Time Critical Process in .NET

  • Thread starter Thread starter Charles Law
  • Start date Start date
C

Charles Law

Hi guys

I have a time critical process, running on a worker thread. By "time
critical", I mean that certain parts of the process must be completed in a
specific time frame. The time when the process starts is not especially
important, but it must be complete within a small number of seconds.

The operations I am performing do not take a long time (hundreds of
milliseconds), but as each part of the process is complete, my worker thread
raises an event that is handled by the UI thread, to update a rich text
control with details of the completed operation. I am using a rich text box
so that when a failure occurs I can colour the message red.

The problem I have is that sometimes, for no apparent reason, a step in my
process takes an inordinate amount of time, e.g 2.5 seconds instead of
perhaps 300 ms. When this happens, the complete process overruns my time
frame, and it has to be repeated. When I repeat the process there is every
chance that it completes in a realistic time, and all is well. If I stop
outputting to the screen, I do not get the problem.

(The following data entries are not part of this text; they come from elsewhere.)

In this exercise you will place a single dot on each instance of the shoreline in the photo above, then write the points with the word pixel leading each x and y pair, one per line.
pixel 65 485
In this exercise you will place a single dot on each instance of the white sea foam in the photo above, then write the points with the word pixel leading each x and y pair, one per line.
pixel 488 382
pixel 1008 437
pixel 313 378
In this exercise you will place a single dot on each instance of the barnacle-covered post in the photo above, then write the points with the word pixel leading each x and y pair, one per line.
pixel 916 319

When updating the screen on the UI thread, I use BeginInvoke, to marshal the
operation to the correct thread, and so as not to hold up the worker thread,
but this does not seem to help.

I realise that Windows (XP in this case) is not the ideal o/s for this type
of application, but does anyone have any ideas about how I could make my
application more deterministic? I am not certain what is going on in these
2.5 seconds, so it might be useful if I could find out, but I am not sure
how I would do that.

TIA

Charles
 
Charles,

You get my almost standard answer (however a little bit more, so don't
direct stop reading).

When one thread depends from another thread than you can not use
multithreading (Or you should use optimistic multiprocessing however than we
come in a complete other area).

However when you are able to bring the dependend process to the
workerthread, than you have fulfiled again on this condition.

Cor
 
Hi Cor

I thought that I was removing the dependency by using BeginInvoke.

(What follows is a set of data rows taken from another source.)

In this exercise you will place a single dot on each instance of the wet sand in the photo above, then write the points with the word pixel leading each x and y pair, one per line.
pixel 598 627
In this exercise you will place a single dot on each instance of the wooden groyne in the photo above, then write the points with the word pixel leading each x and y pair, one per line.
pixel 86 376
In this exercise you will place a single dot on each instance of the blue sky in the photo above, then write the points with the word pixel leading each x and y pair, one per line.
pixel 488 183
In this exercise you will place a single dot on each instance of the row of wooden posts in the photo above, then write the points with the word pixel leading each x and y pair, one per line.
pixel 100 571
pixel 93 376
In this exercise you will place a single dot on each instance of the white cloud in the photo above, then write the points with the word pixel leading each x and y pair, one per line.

I need the critical process to be performed on a separate thread so that the
UI remains responsive, and of course I cannot update the screen on the
worker thread for the usual reason.

I was wondering if there was a way of making essential parts of my process
not interruptible, so that I know that they will always execute in one go,
without being switched out of context. Also, is there a way of stopping the
GC from doing its thing at key times, as I fear this may also be causing
arbitrary delays?

Charles
 
Cor Ligthert said:
Charles,

You get my almost standard answer (however a little bit more, so don't
direct stop reading).

When one thread depends from another thread than you can not use
multithreading (Or you should use optimistic multiprocessing however than
we come in a complete other area).

No!!! Doing lengthy calculations in a background thread and displaying the
results in a GUI thread is an absolutely common multithreading situation.
Almost any serious multithreading task I can think of involves some kind of
inter-thread communication/synchronization.

To the OP: You'll never be able to guarantee an upper limit of your
execution time, but that's mainly due to HD swapping, buggy drivers or
non-cooperative realtime processes. If none of that happens, your best bet
is to find out *what* happens. (But you already knew that).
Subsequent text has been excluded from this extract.